Panitia Miss World mengatakan, mereka kecewa dengan keputusan tersebut dan Indonesia berpotensi dipandang menyerah pada protes sebuah kelompok kecil.

Pandangan serupa juga dikemukakan oleh Donna Swita dari Solidaritas Perempuan yang berbasis di Aceh. "Meskipun mayoritas rakyat Indonesia adalah Muslim, tidak berarti suara para pemrotes itu mewakili seluruh rakyat Indonesia," katanya.

Donna Swita mengatakan, "Indonesia adalah negara demokratik, itulah mengapa kami tidak setuju dengan aksi protes yang menggunakan kata 'moralitas' atas nama agama. Adalah hak perempuan untuk mengekspresikan individualitas mereka dan mempunyai wewenang atas tubuh dan seksualitas mereka."

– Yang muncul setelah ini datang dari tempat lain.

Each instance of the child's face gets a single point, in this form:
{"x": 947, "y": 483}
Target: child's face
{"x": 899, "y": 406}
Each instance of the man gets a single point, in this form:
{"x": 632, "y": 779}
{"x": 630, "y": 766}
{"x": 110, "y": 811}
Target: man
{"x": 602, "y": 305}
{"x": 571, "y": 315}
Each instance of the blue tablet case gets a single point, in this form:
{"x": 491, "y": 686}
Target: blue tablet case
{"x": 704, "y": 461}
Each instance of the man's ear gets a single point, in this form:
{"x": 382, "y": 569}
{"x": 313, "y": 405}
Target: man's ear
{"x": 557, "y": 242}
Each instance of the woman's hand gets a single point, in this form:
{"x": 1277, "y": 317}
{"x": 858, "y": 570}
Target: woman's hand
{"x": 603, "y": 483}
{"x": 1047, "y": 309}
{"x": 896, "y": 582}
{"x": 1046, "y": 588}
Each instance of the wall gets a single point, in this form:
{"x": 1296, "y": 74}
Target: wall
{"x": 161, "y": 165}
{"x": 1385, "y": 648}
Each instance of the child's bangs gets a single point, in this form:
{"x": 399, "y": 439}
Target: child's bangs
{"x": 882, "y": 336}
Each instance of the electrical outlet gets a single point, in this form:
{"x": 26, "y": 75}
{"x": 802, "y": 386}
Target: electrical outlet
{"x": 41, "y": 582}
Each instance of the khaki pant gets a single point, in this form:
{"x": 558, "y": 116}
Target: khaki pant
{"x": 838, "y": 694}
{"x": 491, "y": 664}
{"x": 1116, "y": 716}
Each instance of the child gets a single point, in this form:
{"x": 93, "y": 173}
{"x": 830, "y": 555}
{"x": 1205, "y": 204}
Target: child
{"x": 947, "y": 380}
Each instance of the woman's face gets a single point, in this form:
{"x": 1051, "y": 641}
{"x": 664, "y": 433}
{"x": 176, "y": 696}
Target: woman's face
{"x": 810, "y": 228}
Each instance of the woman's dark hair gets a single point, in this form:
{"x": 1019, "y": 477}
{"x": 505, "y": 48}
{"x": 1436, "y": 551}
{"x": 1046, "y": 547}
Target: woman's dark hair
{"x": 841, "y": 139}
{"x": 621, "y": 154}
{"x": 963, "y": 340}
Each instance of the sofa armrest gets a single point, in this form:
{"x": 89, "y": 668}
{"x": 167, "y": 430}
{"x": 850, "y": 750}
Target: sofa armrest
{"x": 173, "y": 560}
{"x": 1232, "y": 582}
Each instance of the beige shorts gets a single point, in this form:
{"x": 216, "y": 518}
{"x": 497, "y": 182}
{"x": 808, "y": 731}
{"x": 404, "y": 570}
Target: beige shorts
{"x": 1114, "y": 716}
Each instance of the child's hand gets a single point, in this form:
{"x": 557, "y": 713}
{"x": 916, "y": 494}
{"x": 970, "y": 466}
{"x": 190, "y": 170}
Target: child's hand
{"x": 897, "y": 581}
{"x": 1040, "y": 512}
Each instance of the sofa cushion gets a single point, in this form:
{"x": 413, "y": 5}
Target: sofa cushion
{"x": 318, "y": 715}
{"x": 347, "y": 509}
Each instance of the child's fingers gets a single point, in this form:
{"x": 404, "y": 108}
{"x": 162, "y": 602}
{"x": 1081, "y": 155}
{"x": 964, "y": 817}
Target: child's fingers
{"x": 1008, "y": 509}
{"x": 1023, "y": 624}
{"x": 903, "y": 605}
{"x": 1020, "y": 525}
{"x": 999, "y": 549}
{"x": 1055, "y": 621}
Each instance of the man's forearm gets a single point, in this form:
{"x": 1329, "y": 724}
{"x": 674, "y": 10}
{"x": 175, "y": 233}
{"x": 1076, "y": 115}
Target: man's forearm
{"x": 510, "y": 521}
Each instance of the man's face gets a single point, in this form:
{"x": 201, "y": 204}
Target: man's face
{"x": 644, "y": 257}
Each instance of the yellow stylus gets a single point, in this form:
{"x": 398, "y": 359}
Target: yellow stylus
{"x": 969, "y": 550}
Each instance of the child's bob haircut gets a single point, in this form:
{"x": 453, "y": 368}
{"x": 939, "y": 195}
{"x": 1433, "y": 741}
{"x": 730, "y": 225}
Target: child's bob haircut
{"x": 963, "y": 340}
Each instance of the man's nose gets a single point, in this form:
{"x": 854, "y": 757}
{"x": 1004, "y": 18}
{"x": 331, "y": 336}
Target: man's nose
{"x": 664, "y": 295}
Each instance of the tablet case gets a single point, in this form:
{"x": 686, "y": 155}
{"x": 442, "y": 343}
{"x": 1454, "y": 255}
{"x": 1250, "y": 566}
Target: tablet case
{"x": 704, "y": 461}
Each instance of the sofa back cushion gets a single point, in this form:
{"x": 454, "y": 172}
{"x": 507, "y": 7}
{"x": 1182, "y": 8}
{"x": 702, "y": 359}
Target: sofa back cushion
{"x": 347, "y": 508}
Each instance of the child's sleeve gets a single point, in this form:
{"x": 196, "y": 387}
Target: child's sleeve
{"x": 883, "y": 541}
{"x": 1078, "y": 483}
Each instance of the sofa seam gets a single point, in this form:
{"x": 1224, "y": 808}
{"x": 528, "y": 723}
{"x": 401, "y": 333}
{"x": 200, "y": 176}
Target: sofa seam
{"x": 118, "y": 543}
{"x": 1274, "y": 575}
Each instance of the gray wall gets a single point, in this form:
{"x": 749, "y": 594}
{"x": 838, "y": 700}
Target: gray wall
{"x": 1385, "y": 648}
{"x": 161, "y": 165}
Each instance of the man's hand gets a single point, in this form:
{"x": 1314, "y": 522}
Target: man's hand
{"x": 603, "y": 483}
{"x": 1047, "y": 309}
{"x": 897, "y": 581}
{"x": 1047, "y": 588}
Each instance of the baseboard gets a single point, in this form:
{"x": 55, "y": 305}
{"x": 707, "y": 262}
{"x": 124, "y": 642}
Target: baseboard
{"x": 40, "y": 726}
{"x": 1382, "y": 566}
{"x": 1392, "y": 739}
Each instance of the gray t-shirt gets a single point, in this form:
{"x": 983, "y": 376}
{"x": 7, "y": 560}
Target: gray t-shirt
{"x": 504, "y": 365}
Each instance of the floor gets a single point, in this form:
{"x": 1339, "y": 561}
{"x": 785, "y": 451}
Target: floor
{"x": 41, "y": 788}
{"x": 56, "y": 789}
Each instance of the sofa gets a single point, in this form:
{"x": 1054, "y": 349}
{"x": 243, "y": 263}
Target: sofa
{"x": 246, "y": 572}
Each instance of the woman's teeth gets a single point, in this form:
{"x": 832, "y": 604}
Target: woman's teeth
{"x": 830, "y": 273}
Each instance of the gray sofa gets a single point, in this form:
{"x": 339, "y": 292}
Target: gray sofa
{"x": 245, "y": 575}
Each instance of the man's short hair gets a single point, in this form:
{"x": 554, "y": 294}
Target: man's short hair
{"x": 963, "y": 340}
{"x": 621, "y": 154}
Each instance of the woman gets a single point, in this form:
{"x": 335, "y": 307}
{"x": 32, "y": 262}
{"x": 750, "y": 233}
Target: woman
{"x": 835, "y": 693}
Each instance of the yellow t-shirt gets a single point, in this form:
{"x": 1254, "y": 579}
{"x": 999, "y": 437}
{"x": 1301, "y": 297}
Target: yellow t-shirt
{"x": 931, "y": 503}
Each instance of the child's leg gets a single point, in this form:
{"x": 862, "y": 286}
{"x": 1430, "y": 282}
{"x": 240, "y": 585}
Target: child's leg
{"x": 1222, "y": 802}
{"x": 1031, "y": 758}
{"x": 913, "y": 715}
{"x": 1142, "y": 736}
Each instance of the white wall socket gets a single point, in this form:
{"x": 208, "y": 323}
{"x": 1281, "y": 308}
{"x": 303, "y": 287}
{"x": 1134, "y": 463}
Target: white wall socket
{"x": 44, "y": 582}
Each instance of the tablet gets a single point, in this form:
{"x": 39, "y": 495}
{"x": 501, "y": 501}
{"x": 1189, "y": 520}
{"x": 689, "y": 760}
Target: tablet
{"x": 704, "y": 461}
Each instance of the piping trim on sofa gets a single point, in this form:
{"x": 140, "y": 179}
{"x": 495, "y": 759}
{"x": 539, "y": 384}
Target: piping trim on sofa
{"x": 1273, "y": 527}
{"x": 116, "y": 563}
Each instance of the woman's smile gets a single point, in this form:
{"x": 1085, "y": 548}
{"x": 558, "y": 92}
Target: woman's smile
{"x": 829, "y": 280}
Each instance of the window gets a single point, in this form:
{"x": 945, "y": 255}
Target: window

Eva Kusuma Sundari, anggota DPR dari PDI-P, mengatakan, kontes Miss World bukan hanya didasarkan pada atribut fisik. "Keindahan tubuh hanya 25 persen dari seluruh kompetisi," katanya. "Kita ingin melihat perempuan Indonesia menjadi independen dan juga mempunyai wewenang atas tubuh mereka."

Eva menambahkan, "Kita harus mengingatkan para pemrotes bahwa ini bukan negara Islam, ini adalah negara pluralis menurut ideologi dan konstitusi kita. Kita harus terbuka pada semua nilai-nilai, bukan hanya nilai-nilai Islam."

Menurut Eva, ini bukan pertama kalinya golongan garis keras menunjukkan tentangan mereka terhadap sebuah event internasional. Namun ia kuatir tentang bagaimana polisi akan merespon tekanan dari para pemrotes. "Masyarakat seharusnya mendengar bukan hanya dari pihak golongan garis keras, tapi juga dari para pendukung event ini, termasuk saya," katanya.

"Kebanyakan kita mengingatkan polisi agar tetap berpegang pada peraturan, bukan mengikuti tekanan dari golongan berhaluan keras. Dunia juga akan menghargai, ada kelompok berhaluan keras di Indonesia, tapi ada demokrasi di sana dan polisi menjalankan tanggung-jawabnya," tutur politisi PDI-P ini.